The BAL show offered the perfect opportunity — and space — for Coughlan to try such a big project.
“The Scurlock gallery has peg boards on the walls — and I never really liked the peg boards,” he said. “So I had this idea of what I could do that will cover them — I am going to have paintings cover them up.
“That’s why there are seven panels, because the walls are comprised of seven peg-boards. Each of these paintings will be something like eight- to ten-feet tall. The smallest painting will be eight to ten feet by twelve feet, the largest will be ten feet by thirty-five feet — very large and kind of intimidating. I do not remember something like this being done locally.
“I will be using stains and, actually, I will be painting with mops. I’m throwing away the brushes on this one. I will use full-size mops and if anybody comes and sees me do it, it probably will be almost like choreography, really.”
While Coughlan takes his art seriously, he has not lost his British sense of humor in his years “in the Colonies,” as he puts it. He talks about his show title as a “catchy title” that also reflects his love of soccer. His home-town soccer team is Brighton and Hove Albion.
“It is kind of a little humorous, and a little play on that, “ he said.
Coughlan retains his sense of Englishness, although he has actually lived more of his life in Southeast Texas than in England.
“The other day I realized I have spent more years living here than I have there,” he said. “I guess that makes me more Texan than English — I love it here, so I claim both.”
As well as presenting multiple art exhibitions, Coughlan also acts, directs and writes plays. He is editor of ISSUE arts magazine, and is the Sunday editorial cartoonist for the Beaumont Enterprise.
By day, he is an award-winning journalist, and the director of the University Press student newspaper at Lamar University, where he also teaches.

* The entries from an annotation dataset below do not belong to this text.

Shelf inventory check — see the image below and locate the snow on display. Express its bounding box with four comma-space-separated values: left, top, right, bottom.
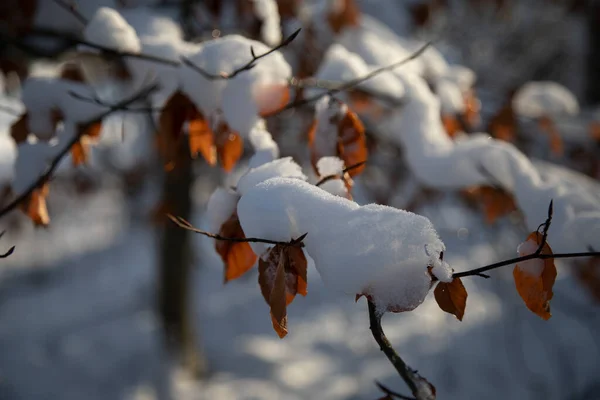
248, 125, 279, 168
206, 187, 240, 233
517, 239, 544, 277
513, 82, 579, 118
252, 0, 281, 46
238, 178, 449, 312
236, 157, 307, 195
317, 157, 344, 176
83, 7, 141, 53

Southeast Texans who want to be informed about what is going on in the region should just follow him in Facebook, or read his blog. If there is a play, an art exhibition, a concert, a poetry reading, or any other event promoting the arts, one can be certain of his presence and support.
“There is a great arts community in Beaumont, of all kinds — music, theater, etc. — and I try to involve myself in all of it,” he said. “I get fed up with people who call it ‘Boremont.’ There is more than enough to do here. In fact, I could do with there being a little less — it gets tiring sometimes.”

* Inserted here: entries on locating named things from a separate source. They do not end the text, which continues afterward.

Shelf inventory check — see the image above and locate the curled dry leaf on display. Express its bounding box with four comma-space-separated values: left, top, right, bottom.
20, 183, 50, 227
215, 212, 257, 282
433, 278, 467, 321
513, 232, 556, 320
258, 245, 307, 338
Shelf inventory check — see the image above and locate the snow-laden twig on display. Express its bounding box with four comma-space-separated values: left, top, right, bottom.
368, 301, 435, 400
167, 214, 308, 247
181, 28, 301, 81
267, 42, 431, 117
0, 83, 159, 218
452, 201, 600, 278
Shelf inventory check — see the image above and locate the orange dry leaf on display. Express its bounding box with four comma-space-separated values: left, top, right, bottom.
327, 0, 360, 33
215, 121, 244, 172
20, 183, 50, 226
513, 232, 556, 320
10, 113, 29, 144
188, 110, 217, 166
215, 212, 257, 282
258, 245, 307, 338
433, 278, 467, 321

Coughlan also said that there are plenty of opportunities for people to exhibit their own work in the area.
“In October, there will be the Art League’s membership show which is open to anyone who wants to be a member,” he said. “The Art Studio, where I have my work space, also has opportunities for people to exhibit. People just need to have an idea, execute the idea, and go put it out there.”
Coughlan definitely puts his ideas “out there.”
While he is hard at work on his abstract females, his enthusiasm turns up another notch when he talks about the landscapes.
“When you see the white cliffs on the top of the Downs and how they roll — if you are going all along the south coast of England, it just rolls and rolls and rolls — because it is sparse, there is not a lot of trees. And that is where I grew up.”
The artist said this is a sort of travel show.
“It is, you know, for people who haven’t traveled to England,” he said. “Maybe it’ll give a sense, more of an experience, of what is like to be on the south coast of England.”
The exhibition will bring a little piece of England to Southeast Texas, in the same way another part of England came three decades ago to add to the Southeast Texas arts landscape.
The Beaumont Art League is located at 2675 Gulf St. in Beaumont.